Illustrate equation solving by taping over the number indicating the weight on one of the pieces. Encourage the student to find the unknown weight by subtracting equal amounts of weight from both pans of the balance scale until he finds the weight of the unknown piece.
This emphasizes that algebra enables people to find an unknown value by working with values that are known. It also reinforces the idea that, if operations are performed on one side of an equation, they must be performed on the other side also.
Learning abstract concepts is frequently easier when those concepts can be introduced using concrete knowledge the student already has. When solving money problems, for example, place a combination of coins on the table and ask him how much money is there. Suppose he has five quarters, seven dimes and nine nickels. Help him understand that the total amount of money = amount of money in quarters + amount of money in dimes + amount of money in nickels. Furthermore, the amount of money in quarters is equal to (value of each quarter) x (number of quarters). In this example, it is 25 x 5 = 1.25. Similar logic applies for the dimes and nickels. It is easy to set up an equation using q for the number of quarters, d for the number of dimes and n for the number of nickels. As an equation, the total amount of money = 25q + 10d + 5n. In this way, he has made the transition between a concrete amount of money and an algebraic way of representing that amount.
Learning algebra requires making a transition from the printed word to graphs and diagrams. Many students, particularly if their spatial skills are weak, find this difficult. To help a student struggling with plotting points, teach the method, rehearsing it as often as necessary. To plot ordered pairs in which the first number represents an x-coordinate and the second number represents a y-coordinate, tell the student to place her pencil on the origin, the place where the x- and y-axes meet. She should move her pencil horizontally to find the x-coordinate and vertically to find the y-coordinate. If the point is, for example, (- 2, 5), she should move her pencil two units to the left, which is the negative direction on the x-axis, and five units up. After she has moved over and up, she should pencil in a dot. If she wants to plot the point (0, - 2) she should not move her pencil horizontally at all because the x-coordinate is 0, but she should move down two units. Note that when the x-coordinate of an ordered pair is 0, the point will fall on the y-axis. If the y-coordinate is 0, the point will lie on the x-axis.
Check the Internet for sites dedicated to teaching mathematics. Several have good instructional videos and video games that reinforce graphing skills.

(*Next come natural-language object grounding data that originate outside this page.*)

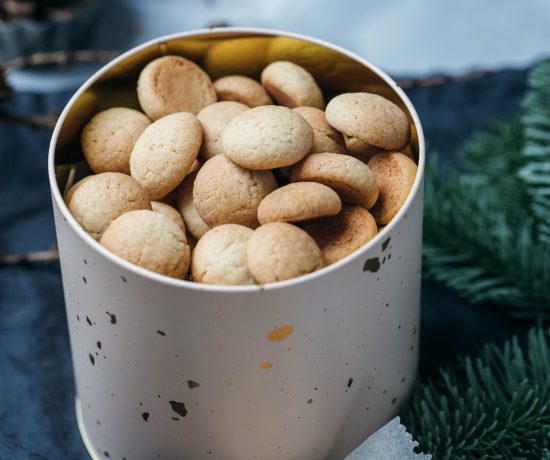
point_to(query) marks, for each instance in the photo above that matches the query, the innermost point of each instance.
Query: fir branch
(536, 151)
(483, 247)
(496, 406)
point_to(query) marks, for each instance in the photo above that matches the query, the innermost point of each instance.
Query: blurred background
(465, 66)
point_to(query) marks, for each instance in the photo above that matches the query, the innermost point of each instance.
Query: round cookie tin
(303, 369)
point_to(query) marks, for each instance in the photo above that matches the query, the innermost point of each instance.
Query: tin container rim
(386, 231)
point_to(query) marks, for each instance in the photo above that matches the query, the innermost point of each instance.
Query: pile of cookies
(236, 182)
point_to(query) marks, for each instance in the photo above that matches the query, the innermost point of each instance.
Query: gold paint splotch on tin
(281, 333)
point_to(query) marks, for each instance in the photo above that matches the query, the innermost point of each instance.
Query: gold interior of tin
(219, 54)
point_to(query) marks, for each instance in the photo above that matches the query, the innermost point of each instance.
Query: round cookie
(220, 256)
(298, 202)
(171, 213)
(395, 174)
(370, 118)
(214, 118)
(267, 137)
(164, 153)
(325, 137)
(349, 177)
(150, 240)
(186, 207)
(172, 84)
(340, 235)
(108, 139)
(98, 200)
(279, 251)
(242, 89)
(291, 85)
(360, 149)
(225, 193)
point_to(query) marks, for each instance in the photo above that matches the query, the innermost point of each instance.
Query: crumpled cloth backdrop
(37, 417)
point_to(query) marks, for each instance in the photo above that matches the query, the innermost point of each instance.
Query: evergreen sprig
(495, 406)
(485, 227)
(536, 125)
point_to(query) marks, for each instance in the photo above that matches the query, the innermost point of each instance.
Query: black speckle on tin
(372, 265)
(178, 408)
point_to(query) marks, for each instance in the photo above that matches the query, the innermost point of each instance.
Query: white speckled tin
(172, 369)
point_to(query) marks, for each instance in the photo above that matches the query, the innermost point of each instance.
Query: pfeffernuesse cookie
(299, 202)
(349, 177)
(395, 174)
(151, 240)
(325, 137)
(360, 149)
(214, 118)
(173, 84)
(108, 139)
(226, 193)
(220, 256)
(279, 251)
(98, 200)
(370, 118)
(164, 153)
(267, 137)
(340, 235)
(171, 213)
(186, 207)
(291, 85)
(242, 89)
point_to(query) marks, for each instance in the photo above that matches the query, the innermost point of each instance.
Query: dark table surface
(37, 417)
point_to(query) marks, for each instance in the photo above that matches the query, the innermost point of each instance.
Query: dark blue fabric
(37, 418)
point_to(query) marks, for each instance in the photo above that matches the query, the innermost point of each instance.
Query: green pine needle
(536, 124)
(496, 406)
(487, 229)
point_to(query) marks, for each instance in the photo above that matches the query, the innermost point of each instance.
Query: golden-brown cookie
(151, 240)
(220, 256)
(108, 139)
(370, 118)
(242, 89)
(164, 153)
(225, 193)
(349, 177)
(291, 85)
(340, 235)
(186, 207)
(279, 251)
(267, 137)
(299, 202)
(395, 174)
(360, 149)
(214, 118)
(325, 137)
(172, 84)
(98, 200)
(171, 213)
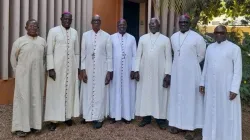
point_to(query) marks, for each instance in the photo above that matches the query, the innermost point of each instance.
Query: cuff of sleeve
(50, 62)
(77, 61)
(83, 66)
(14, 73)
(202, 84)
(236, 91)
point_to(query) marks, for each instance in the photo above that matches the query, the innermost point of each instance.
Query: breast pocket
(60, 40)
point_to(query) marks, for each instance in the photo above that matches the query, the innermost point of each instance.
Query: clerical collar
(97, 31)
(64, 28)
(155, 33)
(30, 37)
(223, 42)
(185, 32)
(121, 34)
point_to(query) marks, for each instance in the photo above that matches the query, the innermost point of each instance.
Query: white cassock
(122, 88)
(185, 109)
(96, 59)
(28, 62)
(62, 97)
(153, 61)
(222, 73)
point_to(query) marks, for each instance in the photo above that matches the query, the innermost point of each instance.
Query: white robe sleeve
(77, 51)
(168, 56)
(133, 54)
(201, 49)
(237, 71)
(50, 50)
(204, 72)
(109, 54)
(83, 54)
(45, 54)
(139, 54)
(14, 55)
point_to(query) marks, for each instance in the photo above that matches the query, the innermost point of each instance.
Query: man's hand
(232, 96)
(166, 81)
(108, 78)
(202, 89)
(84, 76)
(111, 75)
(79, 75)
(52, 74)
(132, 75)
(137, 76)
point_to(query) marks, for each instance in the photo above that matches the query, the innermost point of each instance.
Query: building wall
(48, 12)
(110, 12)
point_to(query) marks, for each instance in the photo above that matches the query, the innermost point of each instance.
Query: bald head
(184, 23)
(122, 26)
(96, 17)
(220, 33)
(154, 25)
(96, 23)
(121, 21)
(220, 28)
(31, 21)
(32, 27)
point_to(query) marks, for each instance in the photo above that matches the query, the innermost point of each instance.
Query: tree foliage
(203, 11)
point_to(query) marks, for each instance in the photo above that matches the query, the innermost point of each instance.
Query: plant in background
(245, 84)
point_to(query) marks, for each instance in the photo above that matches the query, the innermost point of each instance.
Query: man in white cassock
(28, 62)
(185, 109)
(96, 73)
(62, 97)
(153, 69)
(220, 82)
(122, 87)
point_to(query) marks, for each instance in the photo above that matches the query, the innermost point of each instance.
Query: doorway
(131, 13)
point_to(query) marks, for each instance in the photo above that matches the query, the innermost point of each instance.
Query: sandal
(189, 135)
(174, 130)
(21, 133)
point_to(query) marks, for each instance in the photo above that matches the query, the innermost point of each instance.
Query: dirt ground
(109, 131)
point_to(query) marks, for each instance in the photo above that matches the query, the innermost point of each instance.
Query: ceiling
(138, 1)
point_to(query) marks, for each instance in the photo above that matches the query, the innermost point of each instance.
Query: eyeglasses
(186, 22)
(221, 33)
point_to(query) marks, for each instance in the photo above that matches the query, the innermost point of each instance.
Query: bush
(235, 37)
(245, 85)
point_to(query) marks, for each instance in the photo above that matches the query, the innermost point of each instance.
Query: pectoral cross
(93, 55)
(123, 55)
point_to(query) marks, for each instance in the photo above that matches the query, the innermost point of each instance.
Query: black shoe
(162, 124)
(69, 122)
(112, 121)
(83, 121)
(125, 121)
(21, 133)
(34, 130)
(97, 124)
(52, 126)
(144, 123)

If your child knows even a few words in a foreign language, she already understands the idea of translation. Tell her that mathematics is a language and that you have to learn new ways of expressing things using algebraic notation. Ask her how she would learn new vocabulary in a foreign language. She will probably be familiar with the idea of flashcards. You can make flashcards and review them together. Some examples are "the sum of a number and 4" is x + 4 in algebraic notation. "The product of a number and 13" is 12x. Pay particular attention to expressions involving subtraction because, very often, the order of the expressions in algebraic notation is the opposite of the order in English. The expression "5 less than a number" is "x - 5" in algebraic notation and "13 subtracted from a number" is "x - 13."